Note: This interview is one of a series with faculty at the University of Denver about writing and the teaching of writing. Interviewer Joanna Ruocco earned her PhD in fiction from DU. She's the author of four books, including the award-winning Another Governess/The Least Blacksmith: A Diptych, although she's published other novels under a pseudonym. Her work has been reviewed widely, including in Triquarterly and The Nation.
Hava Gordon teaches in the Sociology Department and directs the Gender & Women's Studies Program. She's currently writing a book that explores neighborhood-based movements that respond to school reform politics. She talked with me about her writing process and about the relationship between creativity and research in sociology.
Joanna Ruocco: How does your researching and drafting coalesce into a book?
Hava Gordon: So first I do in-depth interviews and take field notes, and I have all kinds of things going through my head while I'm collecting the data. But it's the data analysis that really pushes the discovery process. When I actually sit down to code the data, and highlight, and make notes in the margins, that's where the writing really starts. I start to notice recurring patterns, and from there the writing takes off. I'm very old school about it. I don't use any kind of software to analyze the data. I highlight with pens once I identify the big themes. Then I'll storyboard, spread everything out on the floor. I'll cut quotes out of interviews, or even photocopy my field notes and cut those apart, and put blocks of them on the floor, and then arrange them in to a story. And then I write around and between the blocks.
JR: That's such a physical process!
HG: Yes, I definitely use the space around me. It helps me see connections and create the skeleton for the book.
JR: Do you teach your students research methods and how to write ethnographies?
HG: I do. In my Youth Cultures class, they do service learning. I have them go out and participate with a community organization. I teach how to take field notes. At the end of each visit, they write up their notes. Eventually, they have to analyze the notes and write-up a mini ethnography. In social science writing, it's also very important to understand how to write a methods sections. You tell the reader what you're missing, some of the downfalls of your research or the blind spots. With ethnography, you want to do two things. You want to tell a great story and you want to provide convincing evidence that builds a case toward establishing a theory, a social theory.
JR: Can you talk about this balance between writing compelling narrative and providing reliable data?
HG: The field notes give you an opportunity to be creative, to develop the kinds of skills that make for vivid, compelling prose. Attention to sensory detail, for example. When you do field notes, you want to write really lush, descriptive sentences that capture the feel of a room, what things smelled like, the sounds. You want to write about people's body language. This quality of observation doesn't just make for a great story. It makes for great, detailed science. Field notes should be as rich in detail as you can possibly make them. Writing that little detail could give you a huge insight in to a really important pattern that you wouldn't catch otherwise.
JR: Is it possible to go too far when writing ethnography into the realm of storytelling?
HG: Sure, and I have them read real ethnographies, usually ones that have crossed over into the popular market, or have been hailed as great ethnographies because they're such engrossing stories, so they can think about that issue. We pick the ethnographies apart.
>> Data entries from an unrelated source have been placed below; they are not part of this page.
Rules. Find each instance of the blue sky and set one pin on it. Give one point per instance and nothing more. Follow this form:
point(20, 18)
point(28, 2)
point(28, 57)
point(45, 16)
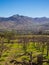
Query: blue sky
point(31, 8)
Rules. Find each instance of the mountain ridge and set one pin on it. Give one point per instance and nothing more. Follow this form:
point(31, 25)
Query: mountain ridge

We ask, "Does this very good story make for good social science?" Sometimes an author might really have gotten caught up in research and written a wonderful story, but if you read it carefully you realize that she only interacted with a very small circle of people in the setting. That wonderful story might not have been grounded then on sound social science.
JR: Qualitative research involves getting close to the phenomenon you're studying.
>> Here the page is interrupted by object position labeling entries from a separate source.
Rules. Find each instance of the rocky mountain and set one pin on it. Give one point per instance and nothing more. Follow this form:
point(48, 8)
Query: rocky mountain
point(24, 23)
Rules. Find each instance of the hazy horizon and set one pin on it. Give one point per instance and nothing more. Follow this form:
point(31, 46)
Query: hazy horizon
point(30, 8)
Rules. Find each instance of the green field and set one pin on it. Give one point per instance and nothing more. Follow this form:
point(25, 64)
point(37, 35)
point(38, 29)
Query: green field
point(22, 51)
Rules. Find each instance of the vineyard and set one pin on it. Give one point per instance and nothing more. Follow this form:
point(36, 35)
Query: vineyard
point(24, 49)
HG: It does. The goal in qualitative research is to get so close to the phenomenon that you can see the world as the people you're studying see it. But you're still supposed to make some kind of critical analysis of the way people are interpreting the world too. You want to give some context as to where you're coming from as an author. In sociology, we have discussions about whether what we do is art or science. When you write field notes, it sure doesn't feel like science. Field notes are disjointed. Fragments that give the texture of everyday life. In the quantitative tradition, however, there's very little about the author. You never quite find out like where the researcher is coming from, or what political questions motivated the study. You see the numerical breakdown.
JR: So what do you think? Is sociology an art or a science?
HG: It's art, because it's always partial. You never capture Truth with a capital "T." Who you are and where you're coming from affects the story you tell. A young white woman and an older black man doing the same research will tell different stories. That doesn't make one version more true than another. It's important to remember that one version is never giving the one True perspective. And this is exciting because it means the project you choose to do will always be fresh in some way. Sometimes students are worried that the projects they come up with have been done a million times. And I always say, "Well, it's never been done here, and it's never been done now, and it's never been done by you." Every person is in a particular historical, geographical, cultural context, and that means there's something about what each person produces that will be unique and valuable.
JR: Realizing there's no definitive study, or True version, opens the field for students to intervene.
HG: It's a mixed message for them too. They have to realize that their authority is never total either, and it's never without its problems. So if students can get both of those things, that's a good quarter.